DataBiosphere / toil

A scalable, efficient, cross-platform (Linux/macOS) and easy-to-use workflow engine in pure Python.
http://toil.ucsc-cgl.org/.
Apache License 2.0
894 stars 241 forks source link

Symlink pasthrough on WDL is broken again #5031

Open adamnovak opened 1 month ago

adamnovak commented 1 month ago

I think as of #4994, and somewhere in the diff between b3a016c3fd03ee23712145c4b381d34db1f0d407 and fb3b6304932f82df272bb0fc315235bf9e836eac, we added a regression and #4850 came back and WDL tasks can no longer output symlinks to their inputs. Test 72 our conformance tests, which tests this, started failing again, but we didn't notice in CI because the test was never marked passing.

We should fix the symlink passthrough again.

We should also maybe set up CI so that if we have a WDL conformance test marked as failing, it's an error if it doesn't fail, to ensure we keep the list up to date when we make fixes.
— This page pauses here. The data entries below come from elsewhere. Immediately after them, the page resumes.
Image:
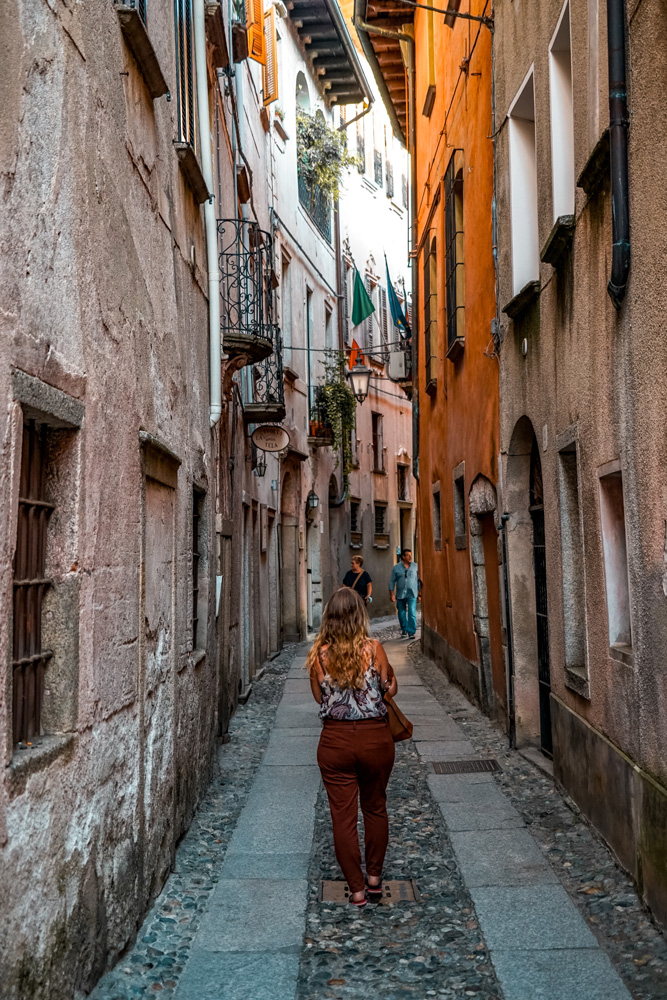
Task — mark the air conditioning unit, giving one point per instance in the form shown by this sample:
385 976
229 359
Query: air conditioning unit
397 370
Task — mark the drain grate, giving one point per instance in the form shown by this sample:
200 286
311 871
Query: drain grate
465 766
393 891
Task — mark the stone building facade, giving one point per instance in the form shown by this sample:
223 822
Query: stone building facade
107 484
583 393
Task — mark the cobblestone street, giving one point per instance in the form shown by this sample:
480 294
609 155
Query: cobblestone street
517 897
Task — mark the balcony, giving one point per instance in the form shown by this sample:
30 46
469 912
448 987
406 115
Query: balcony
268 402
246 290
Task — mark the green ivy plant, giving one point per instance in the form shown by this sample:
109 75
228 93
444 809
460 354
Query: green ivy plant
339 409
322 154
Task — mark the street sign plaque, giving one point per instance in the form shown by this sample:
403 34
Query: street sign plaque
270 437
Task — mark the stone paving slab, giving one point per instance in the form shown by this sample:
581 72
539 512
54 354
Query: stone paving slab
295 750
277 815
239 976
501 857
260 915
446 750
570 974
461 816
461 787
273 865
530 918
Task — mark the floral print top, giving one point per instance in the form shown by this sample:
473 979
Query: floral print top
353 704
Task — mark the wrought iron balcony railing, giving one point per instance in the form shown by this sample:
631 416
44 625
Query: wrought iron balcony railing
268 402
246 289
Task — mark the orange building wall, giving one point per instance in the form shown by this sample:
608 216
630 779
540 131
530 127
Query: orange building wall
460 421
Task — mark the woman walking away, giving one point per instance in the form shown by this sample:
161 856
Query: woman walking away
349 672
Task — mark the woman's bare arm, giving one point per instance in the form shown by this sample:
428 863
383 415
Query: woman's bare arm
386 671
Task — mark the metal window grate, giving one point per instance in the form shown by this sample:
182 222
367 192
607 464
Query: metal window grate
466 766
185 72
30 584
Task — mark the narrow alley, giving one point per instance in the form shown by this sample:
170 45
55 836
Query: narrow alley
516 897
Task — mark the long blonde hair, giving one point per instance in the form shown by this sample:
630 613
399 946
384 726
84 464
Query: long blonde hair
344 631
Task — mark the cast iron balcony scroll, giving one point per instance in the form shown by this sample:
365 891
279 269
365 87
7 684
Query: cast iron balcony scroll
246 290
268 402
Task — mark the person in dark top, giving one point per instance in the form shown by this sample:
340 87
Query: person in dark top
358 579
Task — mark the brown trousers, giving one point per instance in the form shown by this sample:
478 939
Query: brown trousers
356 759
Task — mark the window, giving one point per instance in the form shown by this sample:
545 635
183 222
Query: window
377 166
430 273
356 535
403 482
185 73
361 145
328 330
254 21
562 118
270 68
29 659
454 266
460 530
436 517
286 307
614 546
572 559
523 188
197 502
378 450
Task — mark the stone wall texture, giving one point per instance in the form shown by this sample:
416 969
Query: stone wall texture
104 317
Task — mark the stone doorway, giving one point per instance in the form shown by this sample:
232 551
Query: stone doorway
526 558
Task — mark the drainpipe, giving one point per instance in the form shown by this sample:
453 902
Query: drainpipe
511 705
618 143
409 43
214 331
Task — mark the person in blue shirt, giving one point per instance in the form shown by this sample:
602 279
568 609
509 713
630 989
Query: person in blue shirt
405 591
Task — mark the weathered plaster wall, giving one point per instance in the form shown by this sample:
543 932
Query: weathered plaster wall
101 301
602 375
459 417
┆Issue is synchronized with this Jira Story ┆Issue Number: TOIL-1620

stxue1 commented 1 month ago

My guess to why this broke is due to some weird trickery in #4994 while dealing with the sentinel value.

5028 overhauls the way files are virtualized in toil-wdl-runner, possibly resulting in the sentinel value being obsolete (I still have to figure out what merging #4994 from master into #5028 did behaviorally), so the fix will probably be (replacing the sentinel value? except for task boundaries?) by effectively reverting to ae49ee5d11d971703cbad1c7f4afdfe00eea3e5f while implementing a new solution to #4988 (likely before the virtualize_files call and outputs, which is where the optional coerced files will likely be used)